In the mood for love (titolo originale Faa yeung nin wa, Hong Kong, Cina, 2000). regia: Wong Kar-wai. Interpreti principali: Maggie Cheung, Tony Leung Chiu-Wai, Ping Lam Siu, Rebecca Pan, Kelly Lai Chen

A Hong Kong nel 1962 due coppie, i Chow e i Chan, traslocano nello stesso giorno in due appartamenti contigui dello stesso palazzo abitato da una chiassosa comunità cinese. Chow Mo-wan lavora in un giornale, mentre la moglie è portiera in un albergo; Su Li-zhen lavora come segretaria presso una compagnia di navigazione, mentre il marito viaggia all’estero per affari. I due si incrociano spesso lungo lo stretto corridoio che conduce alle rispettive porte di casa: dopo poco tempo e qualche breve dialogo di circostanza si rendono conto che i rispettivi coniugi, che la regia non inquadrerà mai se non di spalle, sono amanti.

Inizieranno a frequentarsi ma non percorreranno la stessa strada. E poiché la padrona di casa è un’autentica impicciona, lui affitta una stanza per poter scrivere il suo libro in modo da non destare alcun sospetto mentre lei lo aiuterà nel lavoro.

Durante il tempo trascorso insieme impareranno a conoscersi, a condividere pensieri e dubbi, a volte allontanandosi e poi tornando, sempre accomodati in un assetto platonico per un amore che sta crescendo ma che nessuno dei due intende riconoscere e alimentare.

I corridoi dove si incrociano sono stretti, le stanze piccole, i vicini indiscreti; ma Chow e Su, pur nella prossimità dei corpi e nel tepore delle confidenze reciproche, continuano a pensare che un danno come quello da loro subìto non può generare una storia d’amore: gli anni, ripensamenti dissonanti per tempi e modalità, vari altri traslochi, trasformeranno un amore possibile in una selva di opportunità non colte.

E’ un racconto frammentato, fatto di ralenti, colori saturi, spazi soffocanti come la trama delle loro giornate, una tema musicale ricorrente (https://www.youtube.com/watch?v=CydoHnlWpEI), pioggia, incontri e attese.
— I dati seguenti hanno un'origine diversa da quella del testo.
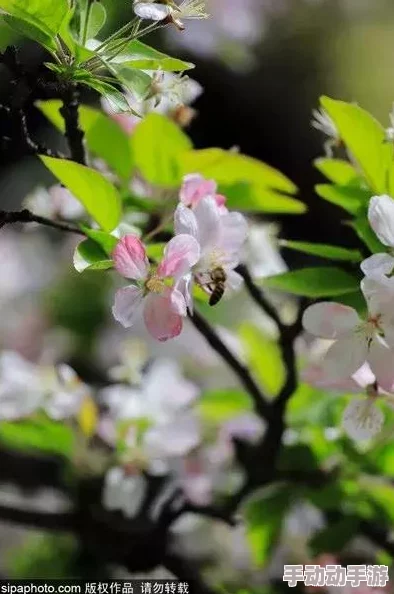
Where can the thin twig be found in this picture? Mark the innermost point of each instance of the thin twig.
(25, 216)
(261, 405)
(70, 113)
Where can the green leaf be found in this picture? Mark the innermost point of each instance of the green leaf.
(155, 251)
(104, 137)
(40, 434)
(95, 192)
(89, 255)
(223, 405)
(157, 145)
(366, 234)
(337, 171)
(97, 19)
(116, 99)
(332, 252)
(264, 357)
(349, 198)
(334, 537)
(45, 15)
(264, 515)
(26, 29)
(228, 167)
(313, 282)
(139, 55)
(106, 241)
(365, 138)
(253, 198)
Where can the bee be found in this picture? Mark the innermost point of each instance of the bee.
(216, 285)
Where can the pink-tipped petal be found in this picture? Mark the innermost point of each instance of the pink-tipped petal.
(195, 188)
(160, 319)
(329, 320)
(185, 221)
(151, 11)
(130, 258)
(127, 306)
(381, 361)
(180, 254)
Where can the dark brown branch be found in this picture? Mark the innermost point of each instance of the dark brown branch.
(258, 296)
(261, 405)
(25, 216)
(44, 521)
(183, 570)
(70, 113)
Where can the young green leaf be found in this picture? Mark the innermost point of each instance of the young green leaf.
(41, 434)
(223, 405)
(366, 140)
(313, 282)
(104, 137)
(349, 198)
(139, 55)
(331, 252)
(106, 241)
(46, 16)
(338, 171)
(157, 146)
(228, 167)
(251, 197)
(264, 515)
(97, 194)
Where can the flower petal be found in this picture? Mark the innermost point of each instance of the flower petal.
(381, 218)
(130, 258)
(208, 216)
(185, 221)
(160, 319)
(127, 305)
(233, 233)
(151, 11)
(346, 355)
(180, 254)
(381, 361)
(195, 187)
(329, 320)
(362, 419)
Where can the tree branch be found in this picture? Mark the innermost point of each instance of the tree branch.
(44, 521)
(183, 570)
(261, 405)
(70, 114)
(25, 216)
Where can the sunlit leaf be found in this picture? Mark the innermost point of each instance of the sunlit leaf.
(366, 140)
(323, 250)
(157, 145)
(95, 192)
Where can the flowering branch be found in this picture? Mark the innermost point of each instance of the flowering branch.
(25, 216)
(44, 521)
(261, 405)
(70, 114)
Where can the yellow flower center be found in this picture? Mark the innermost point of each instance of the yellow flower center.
(154, 284)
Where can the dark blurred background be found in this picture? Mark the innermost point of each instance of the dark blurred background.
(263, 64)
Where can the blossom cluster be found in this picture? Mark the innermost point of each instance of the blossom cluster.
(205, 250)
(150, 423)
(361, 356)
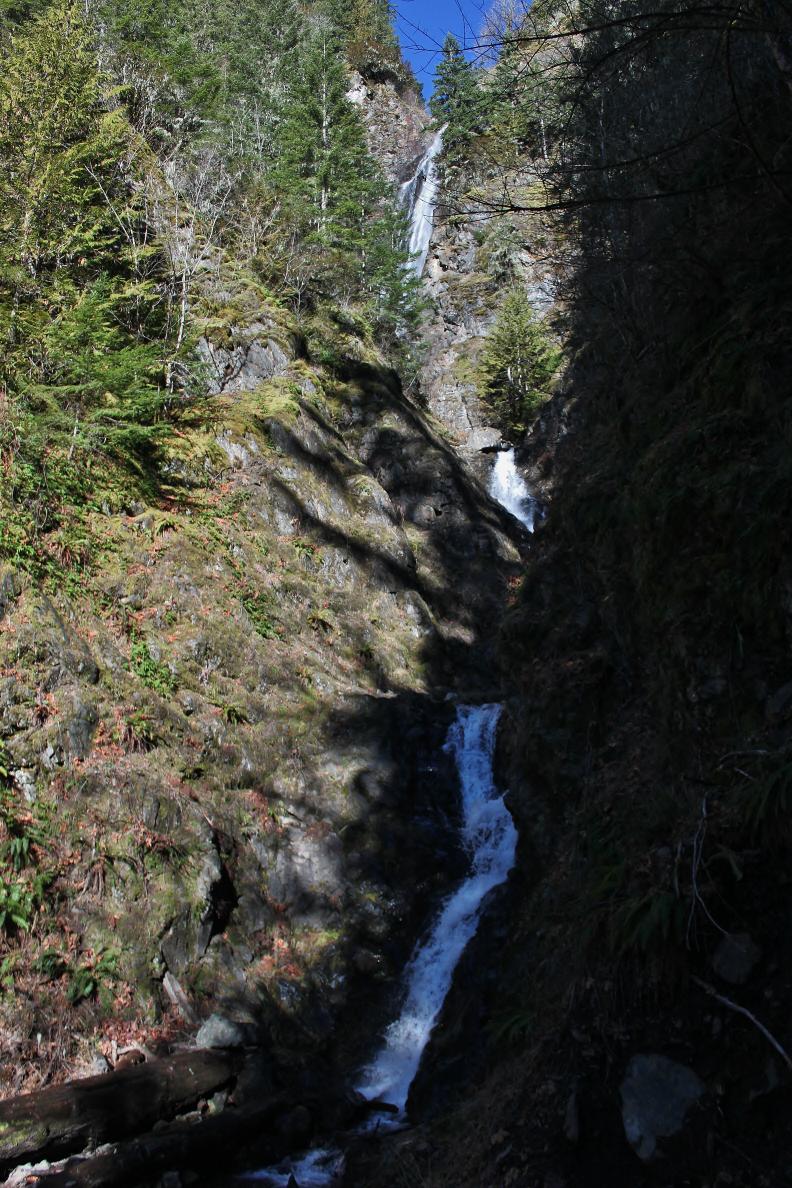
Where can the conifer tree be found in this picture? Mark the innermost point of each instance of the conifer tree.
(457, 101)
(517, 364)
(325, 175)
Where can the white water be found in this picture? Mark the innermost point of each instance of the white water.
(489, 836)
(418, 196)
(317, 1169)
(511, 491)
(490, 839)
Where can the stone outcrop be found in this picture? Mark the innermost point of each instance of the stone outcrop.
(240, 707)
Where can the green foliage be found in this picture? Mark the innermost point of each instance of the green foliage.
(153, 674)
(766, 800)
(24, 871)
(457, 101)
(518, 364)
(80, 366)
(89, 978)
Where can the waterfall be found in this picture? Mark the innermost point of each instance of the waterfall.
(417, 197)
(511, 491)
(490, 839)
(489, 836)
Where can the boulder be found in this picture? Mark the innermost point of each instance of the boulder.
(657, 1097)
(222, 1032)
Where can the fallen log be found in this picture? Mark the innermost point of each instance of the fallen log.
(65, 1119)
(209, 1144)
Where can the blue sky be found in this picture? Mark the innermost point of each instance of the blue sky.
(423, 24)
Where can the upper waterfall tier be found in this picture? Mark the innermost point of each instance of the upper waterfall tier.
(418, 197)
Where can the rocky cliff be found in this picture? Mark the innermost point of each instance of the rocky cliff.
(220, 708)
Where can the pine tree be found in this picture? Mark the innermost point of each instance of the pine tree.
(74, 292)
(518, 364)
(457, 101)
(325, 175)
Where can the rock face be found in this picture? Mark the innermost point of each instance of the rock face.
(397, 122)
(240, 712)
(736, 958)
(657, 1098)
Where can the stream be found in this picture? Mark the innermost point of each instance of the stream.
(511, 491)
(489, 836)
(417, 197)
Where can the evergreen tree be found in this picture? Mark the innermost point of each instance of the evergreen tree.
(396, 295)
(324, 174)
(457, 101)
(75, 297)
(517, 364)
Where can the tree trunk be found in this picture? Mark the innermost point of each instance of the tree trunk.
(64, 1119)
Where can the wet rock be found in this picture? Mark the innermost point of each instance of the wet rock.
(10, 591)
(220, 1031)
(178, 998)
(25, 782)
(657, 1098)
(736, 958)
(246, 365)
(296, 1126)
(81, 726)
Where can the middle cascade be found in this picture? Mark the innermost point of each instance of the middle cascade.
(489, 836)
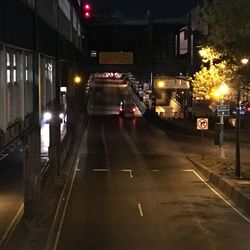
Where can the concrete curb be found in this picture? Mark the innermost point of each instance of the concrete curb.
(227, 187)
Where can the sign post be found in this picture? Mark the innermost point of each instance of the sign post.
(222, 110)
(202, 124)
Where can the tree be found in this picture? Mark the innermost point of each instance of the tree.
(229, 26)
(214, 72)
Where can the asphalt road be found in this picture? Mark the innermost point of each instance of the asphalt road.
(134, 189)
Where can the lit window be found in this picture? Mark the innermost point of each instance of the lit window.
(14, 59)
(26, 75)
(8, 75)
(8, 59)
(14, 75)
(26, 61)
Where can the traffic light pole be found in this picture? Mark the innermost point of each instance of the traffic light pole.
(222, 151)
(237, 149)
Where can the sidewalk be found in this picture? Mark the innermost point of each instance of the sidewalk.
(237, 190)
(218, 172)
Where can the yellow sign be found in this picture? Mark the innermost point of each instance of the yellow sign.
(116, 58)
(164, 82)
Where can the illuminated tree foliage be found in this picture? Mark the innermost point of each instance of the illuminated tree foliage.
(229, 26)
(214, 72)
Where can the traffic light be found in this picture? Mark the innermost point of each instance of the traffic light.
(87, 10)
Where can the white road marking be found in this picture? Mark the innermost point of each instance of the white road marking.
(11, 228)
(128, 170)
(140, 209)
(211, 188)
(66, 205)
(100, 170)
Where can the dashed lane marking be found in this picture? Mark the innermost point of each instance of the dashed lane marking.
(128, 170)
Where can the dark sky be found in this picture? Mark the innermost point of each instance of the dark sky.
(135, 8)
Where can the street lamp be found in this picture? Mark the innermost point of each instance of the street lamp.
(244, 61)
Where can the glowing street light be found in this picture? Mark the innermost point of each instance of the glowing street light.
(244, 62)
(77, 79)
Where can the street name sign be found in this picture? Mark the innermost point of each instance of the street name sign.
(202, 123)
(223, 110)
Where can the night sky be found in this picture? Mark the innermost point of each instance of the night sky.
(138, 8)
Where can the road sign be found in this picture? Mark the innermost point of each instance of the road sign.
(202, 123)
(223, 110)
(116, 58)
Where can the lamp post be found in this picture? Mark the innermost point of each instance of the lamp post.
(244, 61)
(219, 94)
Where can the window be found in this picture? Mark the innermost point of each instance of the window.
(65, 7)
(74, 21)
(13, 87)
(28, 84)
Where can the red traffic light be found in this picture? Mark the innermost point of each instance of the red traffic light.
(87, 7)
(87, 15)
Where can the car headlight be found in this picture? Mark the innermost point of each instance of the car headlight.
(47, 116)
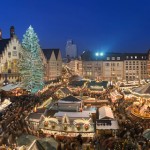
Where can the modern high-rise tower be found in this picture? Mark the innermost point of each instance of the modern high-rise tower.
(71, 49)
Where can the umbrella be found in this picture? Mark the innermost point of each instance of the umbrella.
(146, 134)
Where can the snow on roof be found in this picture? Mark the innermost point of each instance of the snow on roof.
(83, 114)
(105, 111)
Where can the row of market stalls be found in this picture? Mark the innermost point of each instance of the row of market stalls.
(13, 90)
(68, 117)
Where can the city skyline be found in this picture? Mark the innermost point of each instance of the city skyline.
(97, 25)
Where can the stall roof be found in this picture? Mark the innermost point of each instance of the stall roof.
(113, 125)
(10, 87)
(83, 114)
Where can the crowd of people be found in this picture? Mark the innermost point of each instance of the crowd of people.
(128, 137)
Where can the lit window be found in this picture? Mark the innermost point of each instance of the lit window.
(107, 64)
(113, 58)
(118, 58)
(108, 58)
(9, 54)
(14, 53)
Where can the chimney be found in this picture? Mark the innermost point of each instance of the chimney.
(12, 31)
(0, 34)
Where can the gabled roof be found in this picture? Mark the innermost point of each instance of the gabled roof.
(70, 99)
(105, 112)
(48, 53)
(36, 145)
(3, 44)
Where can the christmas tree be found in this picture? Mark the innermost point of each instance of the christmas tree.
(30, 65)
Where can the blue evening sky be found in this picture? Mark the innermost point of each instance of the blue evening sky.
(97, 25)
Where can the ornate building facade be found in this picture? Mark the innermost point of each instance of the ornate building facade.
(53, 66)
(9, 56)
(10, 53)
(116, 66)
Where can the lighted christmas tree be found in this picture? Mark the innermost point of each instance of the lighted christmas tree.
(30, 65)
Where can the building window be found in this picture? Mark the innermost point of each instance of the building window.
(113, 58)
(107, 64)
(108, 58)
(14, 53)
(19, 55)
(118, 58)
(9, 54)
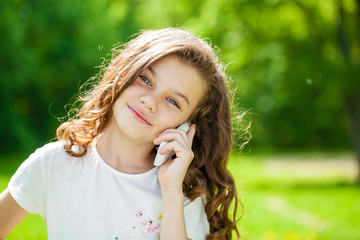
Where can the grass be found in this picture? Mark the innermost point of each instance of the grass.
(293, 196)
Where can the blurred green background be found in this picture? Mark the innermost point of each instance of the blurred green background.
(295, 65)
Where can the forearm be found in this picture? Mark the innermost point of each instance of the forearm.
(173, 223)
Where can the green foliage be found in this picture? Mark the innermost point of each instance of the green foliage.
(280, 205)
(288, 60)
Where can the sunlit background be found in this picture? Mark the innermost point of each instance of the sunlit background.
(294, 64)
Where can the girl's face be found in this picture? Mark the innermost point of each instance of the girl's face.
(163, 96)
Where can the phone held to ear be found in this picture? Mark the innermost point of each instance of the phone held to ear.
(160, 159)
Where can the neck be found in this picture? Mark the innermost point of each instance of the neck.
(123, 153)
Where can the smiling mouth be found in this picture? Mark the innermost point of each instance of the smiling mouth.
(138, 116)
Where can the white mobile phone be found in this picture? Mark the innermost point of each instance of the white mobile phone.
(160, 159)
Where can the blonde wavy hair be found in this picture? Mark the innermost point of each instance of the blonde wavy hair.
(208, 174)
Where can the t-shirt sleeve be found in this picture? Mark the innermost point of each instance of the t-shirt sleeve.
(27, 185)
(197, 225)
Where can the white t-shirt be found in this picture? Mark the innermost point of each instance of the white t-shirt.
(84, 198)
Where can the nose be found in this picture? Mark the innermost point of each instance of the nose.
(148, 102)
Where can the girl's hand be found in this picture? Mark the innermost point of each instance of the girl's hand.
(172, 172)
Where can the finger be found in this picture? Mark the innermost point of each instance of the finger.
(191, 133)
(171, 136)
(173, 146)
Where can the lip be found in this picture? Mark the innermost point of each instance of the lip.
(138, 115)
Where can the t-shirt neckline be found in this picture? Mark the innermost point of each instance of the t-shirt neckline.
(98, 158)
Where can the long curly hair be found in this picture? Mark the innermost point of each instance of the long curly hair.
(208, 174)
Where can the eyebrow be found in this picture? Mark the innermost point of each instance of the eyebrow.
(176, 92)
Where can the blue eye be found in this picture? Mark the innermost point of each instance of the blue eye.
(173, 102)
(145, 80)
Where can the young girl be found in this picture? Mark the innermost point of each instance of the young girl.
(99, 182)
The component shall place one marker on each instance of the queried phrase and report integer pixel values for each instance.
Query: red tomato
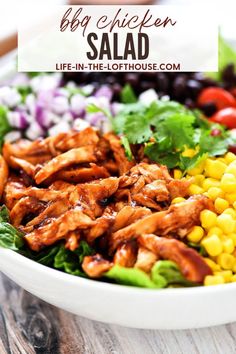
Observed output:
(220, 97)
(226, 116)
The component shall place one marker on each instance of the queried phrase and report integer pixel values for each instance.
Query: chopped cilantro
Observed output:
(167, 129)
(128, 95)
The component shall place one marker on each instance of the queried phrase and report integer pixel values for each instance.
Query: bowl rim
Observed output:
(117, 288)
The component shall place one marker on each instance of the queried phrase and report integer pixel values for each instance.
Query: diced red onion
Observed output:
(17, 119)
(61, 92)
(68, 117)
(9, 96)
(104, 91)
(45, 82)
(95, 118)
(44, 98)
(43, 117)
(88, 89)
(61, 127)
(34, 131)
(116, 107)
(59, 104)
(30, 103)
(12, 136)
(148, 97)
(77, 104)
(80, 124)
(165, 98)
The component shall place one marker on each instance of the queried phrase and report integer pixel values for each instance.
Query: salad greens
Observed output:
(226, 56)
(167, 129)
(163, 273)
(4, 124)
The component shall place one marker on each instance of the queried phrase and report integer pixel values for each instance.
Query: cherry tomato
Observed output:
(218, 96)
(232, 149)
(233, 92)
(226, 116)
(215, 132)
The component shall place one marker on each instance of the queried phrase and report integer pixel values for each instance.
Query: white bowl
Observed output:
(127, 306)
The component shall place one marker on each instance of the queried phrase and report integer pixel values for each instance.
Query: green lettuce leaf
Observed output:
(10, 237)
(4, 125)
(70, 262)
(134, 277)
(170, 272)
(127, 95)
(226, 56)
(4, 214)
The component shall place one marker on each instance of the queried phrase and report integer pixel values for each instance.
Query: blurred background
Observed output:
(9, 12)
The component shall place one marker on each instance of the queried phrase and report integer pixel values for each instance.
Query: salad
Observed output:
(139, 190)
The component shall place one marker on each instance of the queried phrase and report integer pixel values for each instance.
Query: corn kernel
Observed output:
(196, 170)
(234, 267)
(226, 274)
(210, 182)
(230, 211)
(220, 205)
(214, 169)
(225, 260)
(228, 182)
(208, 219)
(177, 174)
(231, 169)
(195, 189)
(215, 231)
(189, 153)
(178, 200)
(212, 245)
(213, 280)
(231, 197)
(196, 234)
(233, 238)
(230, 157)
(226, 223)
(213, 265)
(228, 245)
(222, 159)
(199, 179)
(215, 192)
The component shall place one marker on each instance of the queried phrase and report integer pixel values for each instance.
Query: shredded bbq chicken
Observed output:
(81, 186)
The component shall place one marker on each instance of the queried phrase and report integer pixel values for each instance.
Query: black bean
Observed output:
(194, 87)
(179, 86)
(162, 82)
(209, 109)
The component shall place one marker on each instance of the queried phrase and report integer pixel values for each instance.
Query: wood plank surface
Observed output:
(29, 325)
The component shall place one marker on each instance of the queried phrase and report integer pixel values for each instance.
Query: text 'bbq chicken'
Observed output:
(81, 186)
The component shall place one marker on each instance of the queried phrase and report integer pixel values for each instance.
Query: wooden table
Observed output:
(29, 325)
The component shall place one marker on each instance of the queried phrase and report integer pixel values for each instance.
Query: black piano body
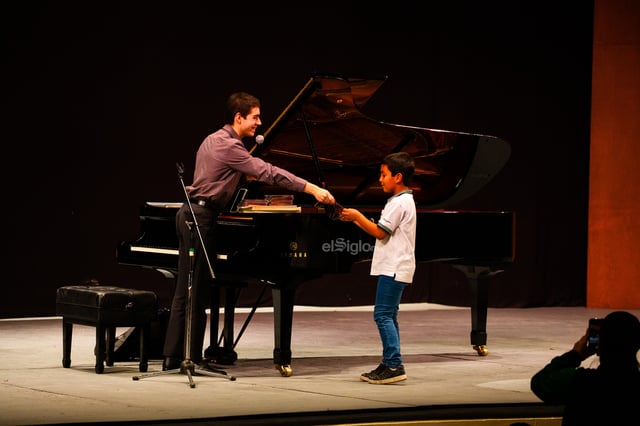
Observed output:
(322, 135)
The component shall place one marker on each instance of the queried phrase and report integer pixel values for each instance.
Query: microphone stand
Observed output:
(187, 366)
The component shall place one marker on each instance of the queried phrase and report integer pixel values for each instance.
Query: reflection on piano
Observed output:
(323, 136)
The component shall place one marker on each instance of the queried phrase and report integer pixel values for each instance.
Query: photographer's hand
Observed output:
(582, 348)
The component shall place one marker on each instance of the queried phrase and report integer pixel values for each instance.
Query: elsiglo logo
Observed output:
(351, 247)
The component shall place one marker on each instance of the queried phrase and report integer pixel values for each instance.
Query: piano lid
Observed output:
(324, 137)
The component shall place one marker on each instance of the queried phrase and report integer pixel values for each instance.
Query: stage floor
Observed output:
(447, 379)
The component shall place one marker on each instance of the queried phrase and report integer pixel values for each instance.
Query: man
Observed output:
(221, 161)
(606, 395)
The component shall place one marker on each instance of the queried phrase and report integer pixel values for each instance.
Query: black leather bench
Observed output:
(105, 308)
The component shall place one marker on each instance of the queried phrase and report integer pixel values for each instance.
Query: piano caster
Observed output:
(481, 349)
(285, 370)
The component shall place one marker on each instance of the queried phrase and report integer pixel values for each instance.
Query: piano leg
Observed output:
(478, 277)
(226, 354)
(283, 298)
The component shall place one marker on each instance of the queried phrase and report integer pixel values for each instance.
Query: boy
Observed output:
(393, 260)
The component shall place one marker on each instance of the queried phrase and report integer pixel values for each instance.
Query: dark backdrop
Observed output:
(101, 99)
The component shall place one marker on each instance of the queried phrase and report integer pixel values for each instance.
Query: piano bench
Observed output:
(105, 308)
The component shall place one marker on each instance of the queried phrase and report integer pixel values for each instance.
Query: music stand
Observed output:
(187, 366)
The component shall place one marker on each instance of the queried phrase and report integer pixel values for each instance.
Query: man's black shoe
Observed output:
(171, 364)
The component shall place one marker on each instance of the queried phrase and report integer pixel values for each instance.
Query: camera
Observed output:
(593, 337)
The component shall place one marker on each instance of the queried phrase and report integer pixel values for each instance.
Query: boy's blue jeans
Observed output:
(385, 314)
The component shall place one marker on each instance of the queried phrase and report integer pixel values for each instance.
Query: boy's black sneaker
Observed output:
(367, 376)
(385, 375)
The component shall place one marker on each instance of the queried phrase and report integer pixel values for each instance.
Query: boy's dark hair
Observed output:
(400, 162)
(241, 102)
(620, 337)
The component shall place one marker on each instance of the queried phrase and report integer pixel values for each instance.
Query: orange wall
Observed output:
(613, 274)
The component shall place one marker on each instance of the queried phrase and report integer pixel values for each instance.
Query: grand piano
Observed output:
(323, 136)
Un uomo e una donna sono soli al mondo, ancora più soli perché traditi dai rispettivi coniugi e incapaci di reagire attraverso la vendetta o lo scontro: come se dietro la poesia dei gesti avessero anestetizzato i propri sentimenti, routinari al pari dei rispettivi impieghi, dentro giornate che non cambiano mai.

Wong kar-wai racconta una storia priva di una vera trama ma densa di sensazioni visive, olfattive e tattili: le tinte decise degli interni e le luci notturne dei lampioni, i coltelli che affondano nella carne, le volute di fumo grigio che si alzano a impregnare le tende di stanze troppo piccole. La materia che esonda con tutte le sue forme dal quadro visivo e accarezza i sensi fa da contrappunto a corpi che non si accostano e a frasi che solo da lontano fanno lampeggiare un’intimità che non diventa mai reale.

E’ un surplace affettivo in cui manca anche l’attesa di quale sia, dei due, a fare la prima mossa; una partita a scacchi nata e già terminata patta, senza dominio, con una tensione sottile ma priva di stridori o dissonanze. Rimane un ricordo, vissuto molte vite dopo e legato a una frase caduta quasi per caso tra le immagini: “Se hai un segreto veramente importante, confidalo alla fessura di un albero secolare, e lui lo conserverà per sempre”.

Un figlio, e molti luoghi e anni e mestieri più tardi, nessuno saprà più di loro: dietro la porta della stanza 2046 (titolo del sequel onirico in cui il protagonista cercherà in altre donne e altre storie i frammenti del loro incontro) ciò che una volta chiamarono passione resta per sempre un discorso sospeso.